You may also want to check out winchester's SX2 I love mine and haven't a problem with it yet (4 seasons)


----------



## Browning Hater (Dec 6, 2005)

I shoot a Benelli Super sport every week end over 200 rounds, 400 if I shoot Saturday too, all low brass with out ever having a jam for over 8 months. What I have seen is when someone uses too much oil thry will jam. Yhe super sport is inertia also. I will also add that my wife and brother shoot the same guns at about 100 rounds each per week end and also had no jams. The Beretta is also a great gun.


----------



## Ripline (Jan 10, 2003)

My wife shot her SBE2 for sporting clays league. The gun performed flaulessly.
A buddy has the beretta extema 2 with same results. Either gun is a good choice. Get the one that fits.


----------



## chuck stemig (Jul 23, 2005)

Ripline is right on! Both are great guns. It is truly a matter of personal fit and comfort.

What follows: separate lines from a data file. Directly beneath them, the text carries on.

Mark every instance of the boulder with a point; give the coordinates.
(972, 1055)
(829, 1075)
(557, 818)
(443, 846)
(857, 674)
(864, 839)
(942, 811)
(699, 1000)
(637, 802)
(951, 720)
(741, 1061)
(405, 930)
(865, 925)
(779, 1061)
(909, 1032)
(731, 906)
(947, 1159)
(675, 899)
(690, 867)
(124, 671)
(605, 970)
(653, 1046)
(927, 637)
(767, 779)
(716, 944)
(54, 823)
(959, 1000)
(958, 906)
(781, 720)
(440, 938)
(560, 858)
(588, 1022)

I own an SBE-II and have shot everything from low brass target loads to the heavy magnum loads and have never had a problem.


----------



## RiveRat (Sep 19, 2004)

When I bought my SBEII, I had heard that they wouldn't cycle light loads properly, especially when new and not broken in. The owner's manual even says that this is a possibility. I had also heard that if you didn't clean them often, they would jam. I wanted to test both claims so I decided to shoot a bunch of light loads and not clean the gun until it jammed. I've shot about a thousand rounds so far without a hint of a problem. I've abandoned the idea of not cleaning it until it jams because of guilt. It is well balanced and fits me great, I love the gun. My brother has a Beretta and it's been great also. Don't be afraid to buy either one if you like the fit and balance.


----------



## honkbuster3 (Jan 11, 2006)

I have had a Benelli and a Beretta X trema They are both solid guns for shooting just about anything. I rarely jam any shell. If you keep any gun clean the it will operate realy well for you :beer:


----------



## jbshunter (Dec 21, 2005)

I just got my extrema 2 ko a few months ago and love it so far. It shoots those 3 1/2's like BUTTER. It also cycles that low brass stuff with no problem. I did how ever break the gun in via recommendations in the manual. 
My buddy has the SBE 2 and he also has no problems other than the real light stuff which we hardly ever shoot. Regular dove loads do ok. The extrema 2 ko is much easier on the shoulder, but it is also alittle bit heavier. The whole feel of the extrema has been slimed down dramaticly. I choose the extrema, but that was me.


----------